Le CIC ne veut pas d’un simple partage de gâteaux politique. Sa note conceptuelle, remise officiellement au professeur André Mbata, propose un mécanisme de justice transitionnelle inspiré du modèle sud-africain. L’idée est de confronter le passé avant de construire l’avenir.
Si le CIC se dit favorable au dialogue, il introduit une nuance de taille en plaidant pour une « certaine exclusivité ». Pour Dodo Kamba, l’efficacité des débats prime sur une ouverture totale qui pourrait s’avérer stérile. Mais le point le plus politique de cette démarche réside dans la proposition finale basée notamment sur une mesure de grâce présidentielle.
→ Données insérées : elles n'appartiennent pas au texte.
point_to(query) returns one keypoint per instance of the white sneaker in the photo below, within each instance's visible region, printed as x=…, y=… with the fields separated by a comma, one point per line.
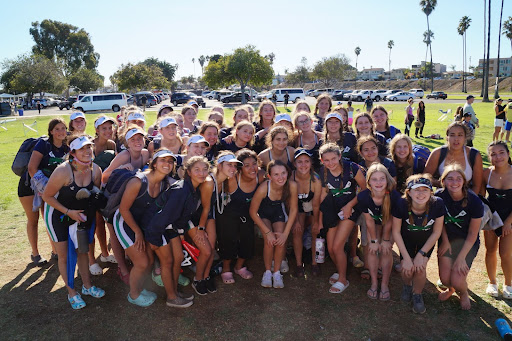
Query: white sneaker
x=108, y=259
x=492, y=290
x=507, y=291
x=266, y=281
x=278, y=280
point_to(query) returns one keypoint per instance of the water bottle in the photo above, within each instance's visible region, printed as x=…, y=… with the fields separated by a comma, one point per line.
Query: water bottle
x=504, y=329
x=320, y=250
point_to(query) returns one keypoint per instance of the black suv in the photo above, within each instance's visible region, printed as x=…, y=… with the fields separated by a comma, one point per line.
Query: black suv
x=183, y=98
x=68, y=104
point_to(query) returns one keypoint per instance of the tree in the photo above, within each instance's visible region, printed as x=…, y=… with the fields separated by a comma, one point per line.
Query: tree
x=301, y=75
x=137, y=77
x=245, y=66
x=464, y=24
x=202, y=60
x=507, y=32
x=332, y=70
x=60, y=41
x=486, y=74
x=86, y=80
x=357, y=51
x=168, y=69
x=428, y=6
x=496, y=94
x=391, y=43
x=33, y=74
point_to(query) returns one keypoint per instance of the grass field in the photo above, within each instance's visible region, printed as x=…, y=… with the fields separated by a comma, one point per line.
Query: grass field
x=33, y=304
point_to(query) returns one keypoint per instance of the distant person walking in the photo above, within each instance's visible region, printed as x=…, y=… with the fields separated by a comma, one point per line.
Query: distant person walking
x=368, y=104
x=143, y=101
x=286, y=98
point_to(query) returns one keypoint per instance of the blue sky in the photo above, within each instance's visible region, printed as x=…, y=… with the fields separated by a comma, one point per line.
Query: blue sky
x=177, y=31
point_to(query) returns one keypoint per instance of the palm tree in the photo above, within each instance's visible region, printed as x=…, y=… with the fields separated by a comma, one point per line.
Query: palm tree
x=427, y=6
x=496, y=94
x=428, y=36
x=507, y=32
x=357, y=51
x=486, y=85
x=391, y=43
x=464, y=24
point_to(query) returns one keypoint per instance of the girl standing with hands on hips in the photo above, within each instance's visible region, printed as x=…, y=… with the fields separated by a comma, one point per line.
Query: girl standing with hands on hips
x=417, y=224
x=269, y=208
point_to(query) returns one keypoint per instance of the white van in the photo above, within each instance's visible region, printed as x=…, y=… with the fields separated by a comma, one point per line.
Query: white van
x=296, y=94
x=112, y=102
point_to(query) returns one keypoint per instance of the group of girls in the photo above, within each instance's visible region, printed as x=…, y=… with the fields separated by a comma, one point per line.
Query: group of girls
x=210, y=184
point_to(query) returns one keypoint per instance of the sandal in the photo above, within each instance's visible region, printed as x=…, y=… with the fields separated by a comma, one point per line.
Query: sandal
x=372, y=293
x=334, y=278
x=76, y=302
x=95, y=269
x=315, y=270
x=124, y=278
x=142, y=300
x=384, y=295
x=338, y=288
x=244, y=273
x=227, y=277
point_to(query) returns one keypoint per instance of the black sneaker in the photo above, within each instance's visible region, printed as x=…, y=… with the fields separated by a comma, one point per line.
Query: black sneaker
x=210, y=284
x=418, y=306
x=200, y=287
x=406, y=295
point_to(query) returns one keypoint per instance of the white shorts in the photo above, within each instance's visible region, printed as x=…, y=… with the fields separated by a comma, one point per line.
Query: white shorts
x=499, y=122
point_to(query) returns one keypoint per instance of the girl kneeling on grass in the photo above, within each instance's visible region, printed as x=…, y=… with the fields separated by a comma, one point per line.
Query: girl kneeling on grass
x=417, y=224
x=339, y=180
x=268, y=210
x=459, y=243
x=65, y=208
x=375, y=202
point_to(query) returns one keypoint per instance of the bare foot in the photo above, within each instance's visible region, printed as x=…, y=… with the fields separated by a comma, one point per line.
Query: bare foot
x=444, y=295
x=465, y=302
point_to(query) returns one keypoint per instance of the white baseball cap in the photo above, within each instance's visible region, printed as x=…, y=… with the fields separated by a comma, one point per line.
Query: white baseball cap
x=80, y=142
x=132, y=132
x=76, y=115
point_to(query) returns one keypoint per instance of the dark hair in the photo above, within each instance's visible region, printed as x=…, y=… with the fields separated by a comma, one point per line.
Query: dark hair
x=51, y=125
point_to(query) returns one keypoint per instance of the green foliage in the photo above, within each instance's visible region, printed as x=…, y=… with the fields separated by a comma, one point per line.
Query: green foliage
x=86, y=80
x=168, y=69
x=60, y=41
x=332, y=70
x=137, y=77
x=33, y=73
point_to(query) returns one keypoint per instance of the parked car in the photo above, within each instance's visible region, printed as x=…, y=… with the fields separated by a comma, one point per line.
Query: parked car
x=68, y=104
x=401, y=96
x=418, y=93
x=389, y=93
x=437, y=95
x=236, y=97
x=106, y=101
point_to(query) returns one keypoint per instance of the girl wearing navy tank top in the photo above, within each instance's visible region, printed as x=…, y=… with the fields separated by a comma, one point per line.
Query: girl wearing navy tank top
x=309, y=188
x=64, y=208
x=235, y=227
x=498, y=184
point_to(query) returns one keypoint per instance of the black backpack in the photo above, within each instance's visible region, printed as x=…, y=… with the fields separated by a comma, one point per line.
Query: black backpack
x=20, y=163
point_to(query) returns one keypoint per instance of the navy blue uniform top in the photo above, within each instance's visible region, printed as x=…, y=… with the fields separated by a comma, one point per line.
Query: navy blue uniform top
x=458, y=218
x=366, y=204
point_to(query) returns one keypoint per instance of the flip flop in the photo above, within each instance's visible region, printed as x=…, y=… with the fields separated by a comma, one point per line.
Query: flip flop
x=244, y=273
x=372, y=293
x=384, y=295
x=227, y=277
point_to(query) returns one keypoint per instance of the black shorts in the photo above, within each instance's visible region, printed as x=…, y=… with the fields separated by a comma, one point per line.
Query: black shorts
x=457, y=245
x=24, y=189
À l’issue du processus, le CIC envisage solliciter le Chef de l’État pour gracier certaines personnalités envue de sceller définitivement la réconciliation nationale et faciliter le retour de certains acteurs sur la scène politique.
Le professeur André Mbata, en recevant ce plaidoyer, a agi comme le relais stratégique vers la « Haute Autorité » de la famille au pouvoir. Alors que l’Angola s’apprête à lancer ses consultations, cette proposition des confessions religieuses offre une piste de sortie de crise qui mêle pardon religieux et réalisme politique.